Appellate Division of the Supreme Court of New York, Second Department
Jan 16, 1984
98 A.D.2d 468 (N.Y. App. Div. 1984)


In Mack v. Altmans Stage Lighting Co., 98 A.D.2d 468, 470 N.Y.S.2d 664 (2d Dept. 1984), plaintiff was stuck on a roof when his ladder was blown down by the wind.

Summary of this case from Barker v. Madison Associates


January 16, 1984

Appeal from the Supreme Court, Westchester County, MORRIE SLIFKIN, J.

Lipsig, Sullivan Liapakis, P.C. ( Norman E. Frowley of counsel), for appellants.

Curtis, Hart Zaklukiewicz ( Edward J. Hart and Wade T. Dempsey of counsel), for defendant third-party plaintiff-respondent-appellant.

Raymond C. Green ( Herzfeld Rubin, P.C. [ Herbert Rubin, David B. Hamm and Barbara D. Goldberg], of counsel), for third-party defendant-respondent.

In this action to recover damages for personal injuries, plaintiff Charles Mack appeals from a judgment of the Supreme Court, Westchester County, which dismissed the complaint upon defendant's motion at the end of the plaintiffs' case.

Plaintiff's wife, Jeanne Mack, also purports to appeal from the judgment of dismissal. Her claim for loss of consortium was dismissed, on consent, because she was not married to Charles on the date of the accident. She thus lacks standing to appeal (CPLR 5511) and her appeal should be dismissed ( Frank v. Howard Co-op. Corp., 47 A.D.2d 920, 921). Therefore, we will refer to Charles Mack as plaintiff in this opinion.

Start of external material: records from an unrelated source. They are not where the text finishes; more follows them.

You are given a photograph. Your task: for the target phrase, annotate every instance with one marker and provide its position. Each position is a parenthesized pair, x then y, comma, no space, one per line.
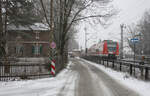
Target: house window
(37,49)
(19,49)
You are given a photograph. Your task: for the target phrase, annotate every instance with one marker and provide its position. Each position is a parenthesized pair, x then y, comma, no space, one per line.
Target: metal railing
(23,71)
(137,69)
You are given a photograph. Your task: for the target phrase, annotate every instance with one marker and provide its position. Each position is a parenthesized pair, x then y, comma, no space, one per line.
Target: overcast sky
(130,12)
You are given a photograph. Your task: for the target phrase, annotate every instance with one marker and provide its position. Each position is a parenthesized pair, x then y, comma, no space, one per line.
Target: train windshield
(112,46)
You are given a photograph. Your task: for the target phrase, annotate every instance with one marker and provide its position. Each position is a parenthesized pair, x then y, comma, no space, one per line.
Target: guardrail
(134,68)
(23,71)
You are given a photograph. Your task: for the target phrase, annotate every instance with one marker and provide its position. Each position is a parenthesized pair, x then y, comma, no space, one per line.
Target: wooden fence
(135,68)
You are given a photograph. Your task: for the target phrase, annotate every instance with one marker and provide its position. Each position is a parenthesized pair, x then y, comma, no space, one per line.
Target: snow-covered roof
(36,26)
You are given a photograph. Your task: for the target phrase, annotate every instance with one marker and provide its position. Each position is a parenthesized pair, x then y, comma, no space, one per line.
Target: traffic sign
(53,45)
(134,40)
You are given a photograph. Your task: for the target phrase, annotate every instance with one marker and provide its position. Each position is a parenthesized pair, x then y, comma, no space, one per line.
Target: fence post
(146,73)
(130,69)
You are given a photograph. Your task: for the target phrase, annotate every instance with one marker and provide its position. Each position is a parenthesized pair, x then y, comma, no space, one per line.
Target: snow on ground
(42,87)
(139,86)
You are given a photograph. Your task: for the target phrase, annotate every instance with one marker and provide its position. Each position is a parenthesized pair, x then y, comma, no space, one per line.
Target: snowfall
(65,82)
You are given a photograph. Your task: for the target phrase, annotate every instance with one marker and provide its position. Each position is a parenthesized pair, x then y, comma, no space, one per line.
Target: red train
(106,49)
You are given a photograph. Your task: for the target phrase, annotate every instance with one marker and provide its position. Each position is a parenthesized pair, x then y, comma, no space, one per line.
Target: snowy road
(94,82)
(80,78)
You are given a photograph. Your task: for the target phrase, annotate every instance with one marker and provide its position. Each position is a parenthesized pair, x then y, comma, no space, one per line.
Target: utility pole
(85,41)
(122,26)
(51,21)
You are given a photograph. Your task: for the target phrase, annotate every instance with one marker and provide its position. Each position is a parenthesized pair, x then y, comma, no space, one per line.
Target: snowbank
(63,82)
(138,86)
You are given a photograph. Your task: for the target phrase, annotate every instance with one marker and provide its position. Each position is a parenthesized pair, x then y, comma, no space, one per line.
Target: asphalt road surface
(94,82)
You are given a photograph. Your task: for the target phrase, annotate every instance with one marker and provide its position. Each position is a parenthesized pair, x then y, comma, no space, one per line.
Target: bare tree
(67,13)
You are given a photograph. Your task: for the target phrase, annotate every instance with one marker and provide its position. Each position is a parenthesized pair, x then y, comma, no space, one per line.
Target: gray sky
(130,12)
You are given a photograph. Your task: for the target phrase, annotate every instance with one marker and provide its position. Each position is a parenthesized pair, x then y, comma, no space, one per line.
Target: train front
(112,49)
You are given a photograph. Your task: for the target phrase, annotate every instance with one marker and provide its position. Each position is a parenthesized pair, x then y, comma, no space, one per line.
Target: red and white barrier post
(53,61)
(53,67)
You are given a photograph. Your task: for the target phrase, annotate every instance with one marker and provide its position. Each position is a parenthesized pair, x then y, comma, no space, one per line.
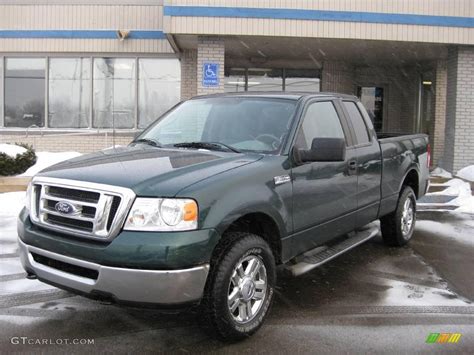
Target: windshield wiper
(148,141)
(206,145)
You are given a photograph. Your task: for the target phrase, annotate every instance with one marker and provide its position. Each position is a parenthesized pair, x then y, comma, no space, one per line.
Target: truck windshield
(224,123)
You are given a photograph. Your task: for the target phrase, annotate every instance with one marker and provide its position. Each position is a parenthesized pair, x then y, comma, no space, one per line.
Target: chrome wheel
(408,216)
(247,288)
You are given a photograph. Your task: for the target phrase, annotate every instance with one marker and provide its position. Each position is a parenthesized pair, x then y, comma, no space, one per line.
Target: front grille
(70,223)
(86,210)
(66,267)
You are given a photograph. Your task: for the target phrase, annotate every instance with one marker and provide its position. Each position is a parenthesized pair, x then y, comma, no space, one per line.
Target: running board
(313,260)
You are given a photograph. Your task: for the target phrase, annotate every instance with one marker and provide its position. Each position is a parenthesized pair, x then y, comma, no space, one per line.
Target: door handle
(352,166)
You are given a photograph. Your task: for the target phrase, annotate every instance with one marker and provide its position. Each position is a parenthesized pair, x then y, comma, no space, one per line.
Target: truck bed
(399,153)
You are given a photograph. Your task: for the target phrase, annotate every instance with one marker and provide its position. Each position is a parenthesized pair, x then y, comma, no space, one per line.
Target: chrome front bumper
(165,287)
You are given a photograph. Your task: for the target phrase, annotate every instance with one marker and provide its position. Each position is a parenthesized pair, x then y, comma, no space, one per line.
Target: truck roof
(279,95)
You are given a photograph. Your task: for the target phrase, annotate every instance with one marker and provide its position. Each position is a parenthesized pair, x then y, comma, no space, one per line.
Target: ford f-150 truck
(207,202)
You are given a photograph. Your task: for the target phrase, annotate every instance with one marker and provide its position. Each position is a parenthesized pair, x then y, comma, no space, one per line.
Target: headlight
(28,196)
(162,214)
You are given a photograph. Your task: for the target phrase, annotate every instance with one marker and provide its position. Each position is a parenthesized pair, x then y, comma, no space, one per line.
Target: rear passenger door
(324,193)
(369,164)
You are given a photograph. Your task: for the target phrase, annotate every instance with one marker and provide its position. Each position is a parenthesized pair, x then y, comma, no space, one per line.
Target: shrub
(19,164)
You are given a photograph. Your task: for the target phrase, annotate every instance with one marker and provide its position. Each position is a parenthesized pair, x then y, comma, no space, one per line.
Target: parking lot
(371,299)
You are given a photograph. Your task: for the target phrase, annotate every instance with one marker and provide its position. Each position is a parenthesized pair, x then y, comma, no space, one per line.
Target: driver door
(324,193)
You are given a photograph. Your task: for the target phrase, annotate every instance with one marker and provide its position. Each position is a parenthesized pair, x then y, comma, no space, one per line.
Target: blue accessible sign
(210,75)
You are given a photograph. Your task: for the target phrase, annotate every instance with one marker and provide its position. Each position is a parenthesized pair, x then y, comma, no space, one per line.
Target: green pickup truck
(208,202)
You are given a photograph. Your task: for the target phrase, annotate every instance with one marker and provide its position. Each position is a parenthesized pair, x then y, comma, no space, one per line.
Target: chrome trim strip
(133,285)
(103,206)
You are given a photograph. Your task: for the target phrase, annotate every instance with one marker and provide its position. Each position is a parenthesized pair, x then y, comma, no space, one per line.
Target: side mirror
(324,149)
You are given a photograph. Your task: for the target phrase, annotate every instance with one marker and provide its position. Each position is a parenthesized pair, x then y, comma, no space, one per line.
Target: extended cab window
(320,121)
(360,128)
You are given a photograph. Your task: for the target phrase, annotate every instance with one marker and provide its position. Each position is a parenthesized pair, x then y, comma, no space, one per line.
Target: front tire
(240,288)
(398,226)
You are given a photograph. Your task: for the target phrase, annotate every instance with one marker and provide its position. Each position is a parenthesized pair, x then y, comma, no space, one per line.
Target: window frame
(89,128)
(301,114)
(369,130)
(283,78)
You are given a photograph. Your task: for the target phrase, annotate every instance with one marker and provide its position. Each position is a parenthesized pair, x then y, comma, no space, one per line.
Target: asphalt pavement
(372,299)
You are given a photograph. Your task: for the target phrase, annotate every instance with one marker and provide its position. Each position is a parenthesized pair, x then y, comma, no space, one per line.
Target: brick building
(83,75)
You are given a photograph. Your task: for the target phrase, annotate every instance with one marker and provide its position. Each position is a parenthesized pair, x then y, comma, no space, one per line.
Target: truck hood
(148,171)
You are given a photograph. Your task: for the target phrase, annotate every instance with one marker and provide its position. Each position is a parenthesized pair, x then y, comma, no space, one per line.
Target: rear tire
(398,226)
(240,288)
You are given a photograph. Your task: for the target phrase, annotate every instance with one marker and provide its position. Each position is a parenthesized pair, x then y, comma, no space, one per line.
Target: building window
(302,80)
(114,93)
(265,80)
(24,92)
(69,92)
(158,88)
(256,79)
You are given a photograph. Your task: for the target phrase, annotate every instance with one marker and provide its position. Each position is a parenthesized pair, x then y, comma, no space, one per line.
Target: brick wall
(338,77)
(210,49)
(437,140)
(459,132)
(82,143)
(188,74)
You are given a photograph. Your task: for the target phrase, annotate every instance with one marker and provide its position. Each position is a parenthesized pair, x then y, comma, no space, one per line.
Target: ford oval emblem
(64,207)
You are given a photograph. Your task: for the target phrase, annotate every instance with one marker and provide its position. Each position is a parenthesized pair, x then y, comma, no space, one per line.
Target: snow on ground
(438,172)
(466,173)
(46,159)
(461,230)
(11,204)
(12,150)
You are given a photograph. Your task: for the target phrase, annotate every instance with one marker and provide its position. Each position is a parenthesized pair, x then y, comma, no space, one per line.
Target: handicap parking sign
(210,75)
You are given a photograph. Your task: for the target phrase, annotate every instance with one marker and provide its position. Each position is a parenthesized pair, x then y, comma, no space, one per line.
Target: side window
(360,128)
(320,121)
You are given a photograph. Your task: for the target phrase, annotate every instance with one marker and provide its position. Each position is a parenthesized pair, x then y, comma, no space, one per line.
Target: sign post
(210,75)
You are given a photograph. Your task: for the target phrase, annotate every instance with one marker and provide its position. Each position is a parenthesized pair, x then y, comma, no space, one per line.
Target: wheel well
(262,225)
(412,180)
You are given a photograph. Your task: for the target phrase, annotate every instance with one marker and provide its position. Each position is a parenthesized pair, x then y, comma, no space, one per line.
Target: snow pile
(456,187)
(459,230)
(464,198)
(46,159)
(438,172)
(12,150)
(466,173)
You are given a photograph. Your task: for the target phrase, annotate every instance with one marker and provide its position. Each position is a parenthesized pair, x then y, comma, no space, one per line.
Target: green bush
(19,164)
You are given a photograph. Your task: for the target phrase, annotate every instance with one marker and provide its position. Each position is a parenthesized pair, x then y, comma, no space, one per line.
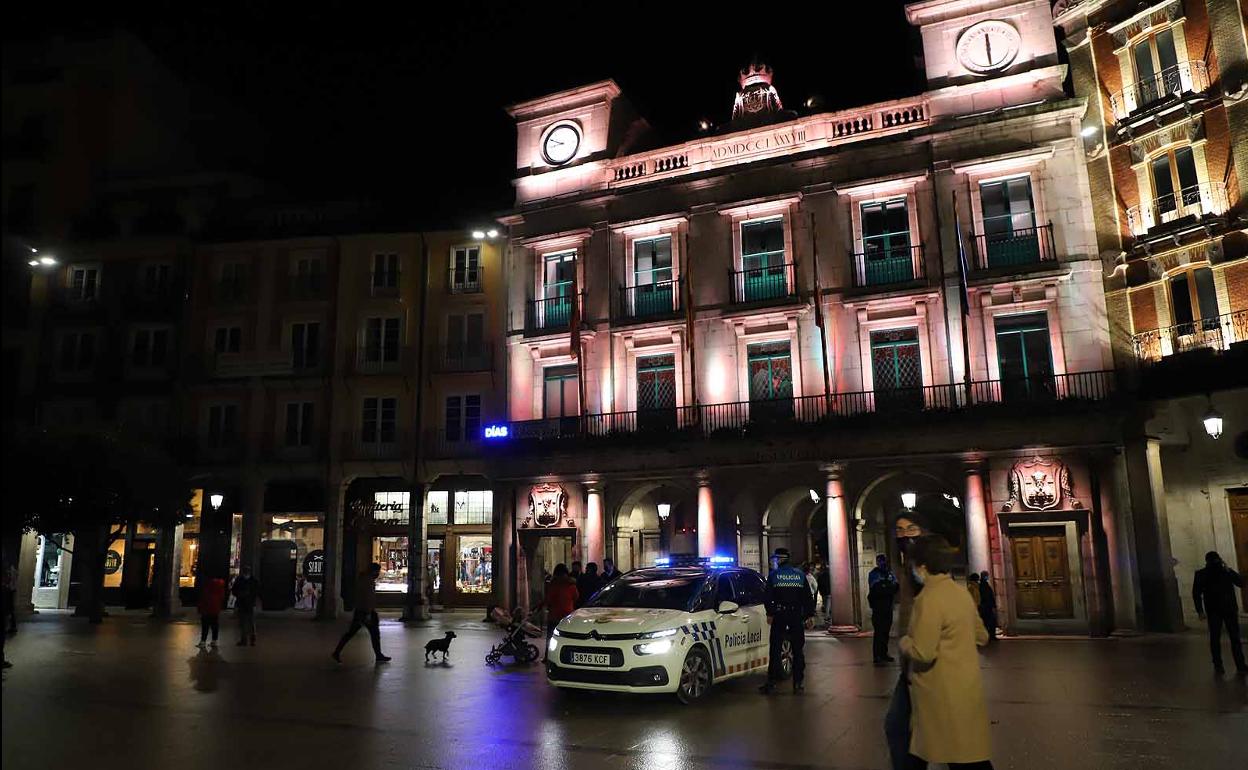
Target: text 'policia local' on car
(678,627)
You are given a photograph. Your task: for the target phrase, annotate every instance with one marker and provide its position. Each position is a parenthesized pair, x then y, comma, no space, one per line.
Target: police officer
(790,610)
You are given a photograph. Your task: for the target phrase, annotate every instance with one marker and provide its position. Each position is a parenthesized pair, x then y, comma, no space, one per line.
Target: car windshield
(653,590)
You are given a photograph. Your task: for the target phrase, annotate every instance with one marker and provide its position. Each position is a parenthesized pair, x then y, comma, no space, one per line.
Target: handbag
(896,723)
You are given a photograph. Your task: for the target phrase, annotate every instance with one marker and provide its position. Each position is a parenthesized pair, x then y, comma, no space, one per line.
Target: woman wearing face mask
(949,716)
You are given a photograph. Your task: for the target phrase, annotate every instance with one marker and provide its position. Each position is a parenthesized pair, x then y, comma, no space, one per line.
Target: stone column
(252,513)
(975,507)
(595,523)
(705,517)
(839,548)
(1158,587)
(331,597)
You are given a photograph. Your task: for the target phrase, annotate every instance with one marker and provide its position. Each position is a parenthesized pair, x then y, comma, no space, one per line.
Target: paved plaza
(136,694)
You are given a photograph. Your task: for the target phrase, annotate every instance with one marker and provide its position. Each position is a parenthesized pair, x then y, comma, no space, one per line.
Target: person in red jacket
(212,600)
(560,598)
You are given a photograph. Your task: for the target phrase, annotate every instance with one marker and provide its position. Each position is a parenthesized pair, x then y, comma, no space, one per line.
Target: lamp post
(664,512)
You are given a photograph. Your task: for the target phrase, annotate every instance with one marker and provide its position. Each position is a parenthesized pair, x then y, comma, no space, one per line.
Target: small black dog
(438,645)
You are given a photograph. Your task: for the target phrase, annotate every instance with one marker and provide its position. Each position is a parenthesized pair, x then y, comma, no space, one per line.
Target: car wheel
(785,659)
(694,675)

The issue is whether plaintiff failed to establish proximate causation between the accident in which he sustained his injury and the defendant's violation of the statutory duties imposed by subdivision 1 of section 240 Lab. of the Labor Law. We agree with Trial Term that proximate causation is lacking as a matter of law and affirm.

The relevant facts are not disputed. On February 26, 1977, plaintiff and Robert Corey, employees of William F. Hoffman, Inc., were working on a building leased by defendant Altmans Stage Lighting Company, Inc. Plaintiff and Corey used a ladder to get to the roof, where they were to do some repair work, a distance of approximately 28 to 30 feet from the ground. Although it appears to be a customary practice in the roofing trade to tie or secure a ladder to the building to prevent it from falling down, they failed to take this precaution and the ladder was blown down by the wind while they were on the roof.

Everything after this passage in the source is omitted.